A yearling can absolutely learn to walk, trot, stop and setup with very little impact on their growing joints. If you know how to correctly train a Showmanship pivot, go for it. Just keep your training sessions short to accomodate their attention span and keep you both from getting frustrated.


----------



## xxDreamxBigxx (Aug 18, 2012)

ok, thanks she has basic ground manners down just need some tuning up.
_Posted via Mobile Device_


----------



## oh vair oh (Mar 27, 2012)

I show my yearling in showmanship for grins at local shows. It's the best way to get them ready for in hand trail. We got 5th out of 10 horses in the open showmanship last time. 










Here's us.


----------



## xxDreamxBigxx (Aug 18, 2012)

sweet! I'm glad to hear that! makes me excited for this summer!
_Posted via Mobile Device_


----------



## PaintHorseMares (Apr 19, 2008)

Halter showmanship skills are our focus for the first 2 years. Even if you don't show, they are the foundation of young horse training, Imho. You cannot go wrong starting on them as early as possible.
_Posted via Mobile Device_


----------



## xxDreamxBigxx (Aug 18, 2012)

good deal
_Posted via Mobile Device_


----------



## BigGirlsRideWarmbloods (Mar 28, 2010)

I show my babies starting at the age of 3 weeks old. I show them in halter classes along side his dam until weaning age. Then I send mom off to winter pasture and continue to do winter schooling shows until the summer circuit again.
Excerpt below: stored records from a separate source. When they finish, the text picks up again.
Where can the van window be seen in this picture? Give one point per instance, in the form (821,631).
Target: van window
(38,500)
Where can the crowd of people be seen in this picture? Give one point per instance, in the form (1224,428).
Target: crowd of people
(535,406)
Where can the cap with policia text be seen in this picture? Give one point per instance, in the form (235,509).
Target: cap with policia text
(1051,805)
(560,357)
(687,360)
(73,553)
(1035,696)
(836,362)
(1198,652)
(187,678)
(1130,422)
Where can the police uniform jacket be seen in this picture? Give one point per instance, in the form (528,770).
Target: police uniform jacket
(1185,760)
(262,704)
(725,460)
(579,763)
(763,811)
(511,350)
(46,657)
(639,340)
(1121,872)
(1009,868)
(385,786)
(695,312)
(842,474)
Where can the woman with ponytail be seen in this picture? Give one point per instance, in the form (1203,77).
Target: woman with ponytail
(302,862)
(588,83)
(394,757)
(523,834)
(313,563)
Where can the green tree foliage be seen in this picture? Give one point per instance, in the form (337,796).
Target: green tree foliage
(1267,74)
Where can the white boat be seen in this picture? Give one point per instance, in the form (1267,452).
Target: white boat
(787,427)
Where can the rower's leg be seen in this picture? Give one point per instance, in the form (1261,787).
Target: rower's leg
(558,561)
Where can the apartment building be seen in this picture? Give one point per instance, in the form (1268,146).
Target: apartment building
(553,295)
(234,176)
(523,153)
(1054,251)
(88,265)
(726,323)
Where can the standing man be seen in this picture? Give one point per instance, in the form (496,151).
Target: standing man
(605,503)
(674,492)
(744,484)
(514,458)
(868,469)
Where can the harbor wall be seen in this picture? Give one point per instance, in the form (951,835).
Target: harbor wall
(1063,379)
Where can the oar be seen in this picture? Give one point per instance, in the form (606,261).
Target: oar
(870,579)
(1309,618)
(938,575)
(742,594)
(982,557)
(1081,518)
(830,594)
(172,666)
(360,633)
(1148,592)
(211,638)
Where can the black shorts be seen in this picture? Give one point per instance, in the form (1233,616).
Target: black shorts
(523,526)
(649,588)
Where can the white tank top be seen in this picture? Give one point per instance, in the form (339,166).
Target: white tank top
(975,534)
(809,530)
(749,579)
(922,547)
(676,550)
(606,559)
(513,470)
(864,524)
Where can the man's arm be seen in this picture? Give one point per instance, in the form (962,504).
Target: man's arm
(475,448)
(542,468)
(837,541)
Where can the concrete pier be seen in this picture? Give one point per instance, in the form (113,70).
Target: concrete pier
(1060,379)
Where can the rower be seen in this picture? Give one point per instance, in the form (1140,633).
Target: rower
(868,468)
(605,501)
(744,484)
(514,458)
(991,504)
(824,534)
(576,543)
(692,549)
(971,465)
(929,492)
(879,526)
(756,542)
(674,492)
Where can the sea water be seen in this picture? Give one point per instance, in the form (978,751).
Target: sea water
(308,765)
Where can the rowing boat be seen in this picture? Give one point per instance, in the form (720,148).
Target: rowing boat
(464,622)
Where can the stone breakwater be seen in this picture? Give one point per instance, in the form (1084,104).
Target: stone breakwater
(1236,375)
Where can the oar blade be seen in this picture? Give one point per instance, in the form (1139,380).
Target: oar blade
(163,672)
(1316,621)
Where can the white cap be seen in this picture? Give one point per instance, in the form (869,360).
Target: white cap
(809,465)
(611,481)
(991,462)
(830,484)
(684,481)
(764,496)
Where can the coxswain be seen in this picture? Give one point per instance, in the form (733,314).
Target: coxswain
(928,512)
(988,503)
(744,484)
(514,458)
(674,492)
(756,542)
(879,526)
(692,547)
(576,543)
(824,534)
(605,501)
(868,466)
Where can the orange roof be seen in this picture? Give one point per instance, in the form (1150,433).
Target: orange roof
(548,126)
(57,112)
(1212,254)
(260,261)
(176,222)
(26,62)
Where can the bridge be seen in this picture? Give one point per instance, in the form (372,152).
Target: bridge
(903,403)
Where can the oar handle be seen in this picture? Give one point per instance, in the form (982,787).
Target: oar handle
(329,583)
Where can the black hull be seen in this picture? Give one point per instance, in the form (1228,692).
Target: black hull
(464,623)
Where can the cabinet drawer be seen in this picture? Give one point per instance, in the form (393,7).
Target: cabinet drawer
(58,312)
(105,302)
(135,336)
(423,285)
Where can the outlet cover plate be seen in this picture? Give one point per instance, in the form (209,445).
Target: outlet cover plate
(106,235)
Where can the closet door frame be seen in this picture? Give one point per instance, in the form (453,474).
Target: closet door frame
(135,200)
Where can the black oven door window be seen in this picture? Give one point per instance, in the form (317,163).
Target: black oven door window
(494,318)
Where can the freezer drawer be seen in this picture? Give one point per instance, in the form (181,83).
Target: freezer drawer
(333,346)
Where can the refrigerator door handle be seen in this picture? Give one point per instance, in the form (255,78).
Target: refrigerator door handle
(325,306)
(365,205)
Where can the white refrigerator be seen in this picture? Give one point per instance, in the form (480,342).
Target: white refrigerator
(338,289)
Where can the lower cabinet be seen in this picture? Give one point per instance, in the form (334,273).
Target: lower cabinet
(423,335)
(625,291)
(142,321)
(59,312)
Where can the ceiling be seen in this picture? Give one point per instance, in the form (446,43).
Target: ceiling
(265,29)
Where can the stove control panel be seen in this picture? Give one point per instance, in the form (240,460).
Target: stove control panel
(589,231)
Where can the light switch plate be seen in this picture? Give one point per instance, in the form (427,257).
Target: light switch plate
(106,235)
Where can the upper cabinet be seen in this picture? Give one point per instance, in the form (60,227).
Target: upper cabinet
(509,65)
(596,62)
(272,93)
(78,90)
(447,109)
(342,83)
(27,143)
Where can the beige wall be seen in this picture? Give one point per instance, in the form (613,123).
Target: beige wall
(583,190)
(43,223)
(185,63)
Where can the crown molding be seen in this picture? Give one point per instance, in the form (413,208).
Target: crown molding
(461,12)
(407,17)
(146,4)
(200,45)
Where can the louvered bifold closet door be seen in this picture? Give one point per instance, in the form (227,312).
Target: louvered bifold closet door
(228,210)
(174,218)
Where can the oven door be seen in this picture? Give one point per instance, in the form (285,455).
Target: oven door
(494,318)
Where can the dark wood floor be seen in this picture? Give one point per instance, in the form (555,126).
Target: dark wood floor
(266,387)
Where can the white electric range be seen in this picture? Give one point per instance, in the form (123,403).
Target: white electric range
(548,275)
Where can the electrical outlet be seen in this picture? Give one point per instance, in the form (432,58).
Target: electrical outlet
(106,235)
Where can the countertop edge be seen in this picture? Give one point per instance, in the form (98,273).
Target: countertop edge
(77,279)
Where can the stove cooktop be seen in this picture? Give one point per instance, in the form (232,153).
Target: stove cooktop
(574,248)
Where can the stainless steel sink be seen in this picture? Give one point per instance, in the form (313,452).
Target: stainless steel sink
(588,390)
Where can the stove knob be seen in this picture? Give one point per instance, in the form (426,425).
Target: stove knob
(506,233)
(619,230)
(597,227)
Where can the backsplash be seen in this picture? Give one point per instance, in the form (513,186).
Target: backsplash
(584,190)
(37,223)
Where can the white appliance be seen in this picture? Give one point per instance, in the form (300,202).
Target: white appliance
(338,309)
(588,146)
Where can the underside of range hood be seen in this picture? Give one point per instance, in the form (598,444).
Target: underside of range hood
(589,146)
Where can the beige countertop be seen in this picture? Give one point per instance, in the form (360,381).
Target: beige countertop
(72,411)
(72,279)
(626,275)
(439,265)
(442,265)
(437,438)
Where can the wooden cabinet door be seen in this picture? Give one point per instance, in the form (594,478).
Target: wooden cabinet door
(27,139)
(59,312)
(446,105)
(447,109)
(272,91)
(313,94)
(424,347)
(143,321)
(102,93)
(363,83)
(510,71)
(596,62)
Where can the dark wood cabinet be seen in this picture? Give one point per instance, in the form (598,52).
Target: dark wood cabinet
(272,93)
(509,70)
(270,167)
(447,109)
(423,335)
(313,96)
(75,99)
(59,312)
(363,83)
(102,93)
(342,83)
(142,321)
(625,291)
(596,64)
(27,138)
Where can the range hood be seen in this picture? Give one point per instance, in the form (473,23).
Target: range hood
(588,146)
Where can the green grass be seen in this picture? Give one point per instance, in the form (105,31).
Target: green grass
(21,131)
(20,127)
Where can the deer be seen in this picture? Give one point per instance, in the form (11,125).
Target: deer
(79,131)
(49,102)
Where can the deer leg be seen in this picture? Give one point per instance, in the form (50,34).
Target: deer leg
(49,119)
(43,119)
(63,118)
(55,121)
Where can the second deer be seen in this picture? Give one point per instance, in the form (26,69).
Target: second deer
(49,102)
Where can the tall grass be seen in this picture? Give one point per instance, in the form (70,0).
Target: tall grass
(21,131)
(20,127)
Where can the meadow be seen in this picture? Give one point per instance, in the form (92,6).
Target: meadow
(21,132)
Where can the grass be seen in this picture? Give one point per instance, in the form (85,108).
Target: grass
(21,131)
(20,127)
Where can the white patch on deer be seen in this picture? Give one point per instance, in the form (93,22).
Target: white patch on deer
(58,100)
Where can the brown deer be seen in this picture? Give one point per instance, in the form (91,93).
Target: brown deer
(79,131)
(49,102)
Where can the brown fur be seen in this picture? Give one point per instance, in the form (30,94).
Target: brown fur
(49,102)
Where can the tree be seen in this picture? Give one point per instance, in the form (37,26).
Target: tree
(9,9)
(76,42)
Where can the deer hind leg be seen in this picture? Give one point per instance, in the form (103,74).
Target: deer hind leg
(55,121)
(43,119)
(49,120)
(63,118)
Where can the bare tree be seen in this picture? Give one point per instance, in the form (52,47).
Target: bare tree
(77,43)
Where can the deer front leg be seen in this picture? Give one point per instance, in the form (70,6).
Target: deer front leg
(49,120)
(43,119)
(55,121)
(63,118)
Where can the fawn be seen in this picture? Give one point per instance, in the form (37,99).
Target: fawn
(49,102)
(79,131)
In my experience, by showing and socializing babies they tend to think of shows, events and trailering as a normal part of everyday life. 

Nobody wants a 5 year old who has never been anywhere, or seen anything, or done anything.
Horses that have a show record as a youngster, sell faster and for more money and are better adjusted long term. 

Showing youngsters is how great foundations are created.

http://m.flickr.com/photos/jarrah/7398230126/in/set-72157630185477108/lightbox/
_Posted via Mobile Device_


----------



## Boo Walker (Jul 25, 2012)

I love seeing those little babies all polished up and strutting their stuff! Pics please!!


----------



## PaintLovinGirl (Jan 7, 2013)

ABSOLUTELY can you show your yearling in showmanship! I've been doing showmanship with him since he was three months and he just turned one last month. He loves it and it gives him confidence!


----------